Pytorch implementation of SMILES2VEC code

Define some tools that will be used 

In [1]:
import pandas as pd
import numpy as np
import torch
'''
This code defines and trains the SMILES2Vec on a dataset that has 
1) SMILES 2) molecule property 3) train/test split value in columns of a csv file

First we will define some important tools that are used by the MAIN code

Variables:

            vectorize           - A function that converts SMILES character set to a one-hot embedding
            one_hot             - this is a tensor that is #data x #embed_size x #characters,
                                  each SMILES string will have an associated embedding of size (max(smiles) + 50)
                                  each embedding will have a vector of size #characters, where one of them will be
                                  "1" and the others "0" depending on which character is in the SMILES. The first
                                  character is always "!" which does have an integer associated which is the "1" in 
                                  first embedding vector. All the final characters of the string are "E" which also
                                  have an integer associated with them and will have embeddings with an element as "1".
                                  The rest of the characters are all in between, each with their own embedding, and 
                                  and an element of "1" lighting up for the integer associated with that character
            R2_calc             - a tool that calculates the R^2 between predicted and true values

'''
#Vectorize the SMILES strings in one-hot embeddings of size of the
#embedding (len largest SMILES string + 5) and charset (number of unique characters in the SMILES data). 
#One-hot encoding will just light up the character that each part of the SMILES corresponds to (56x27),
#for example the 3rd character might be a '[' which means that the third row will have a "1" in the 27th column
#... etc 
def vectorize(smiles,max_stringsize,charset,char_to_int):
        
        #initialize the vectorized data as the #data, embed_size, len(charset)
        one_hot =  np.zeros((smiles.shape[0], max_stringsize , len(charset)),dtype=np.int8)

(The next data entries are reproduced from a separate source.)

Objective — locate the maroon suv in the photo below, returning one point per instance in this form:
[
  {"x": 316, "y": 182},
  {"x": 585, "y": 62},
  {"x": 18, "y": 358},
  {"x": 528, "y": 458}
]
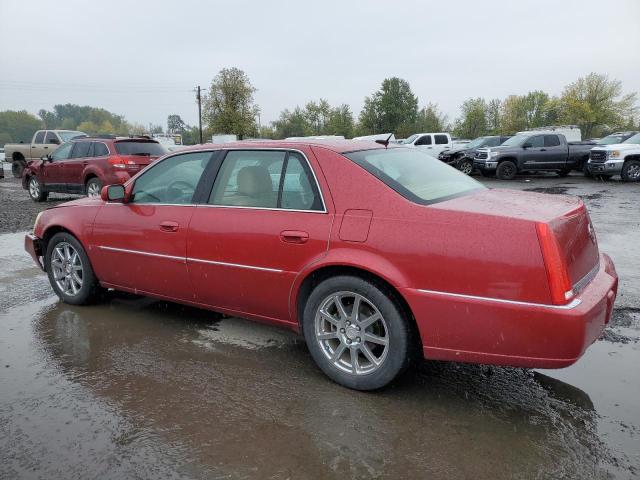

        #for each molecule and associated smiles string in data 
        for each_molecule, smile in enumerate(smiles):
            #encode the startchar, the first character in all smiles is "!" and 
            #this will take one position in the embedding vector for this character
            one_hot[each_molecule,0,char_to_int["!"]] = 1
            #encode the rest of the chars, depending on what their integer associated with the character
            for j,c in enumerate(smile):
                one_hot[each_molecule,j+1,char_to_int[c]] = 1
            #Encode endchar
            one_hot[each_molecule,len(smile)+1:,char_to_int["E"]] = 1
        return one_hot

def r2_calc(y_true, y_pred):
    SS_res = torch.sum((y_true - y_pred)**2)
    SS_tot = torch.sum((y_true - torch.mean(y_true))**2)
    epsilon = torch.finfo(y_true.dtype).eps  # Small constant to avoid division by zero
    return 1 - SS_res / (SS_tot + epsilon)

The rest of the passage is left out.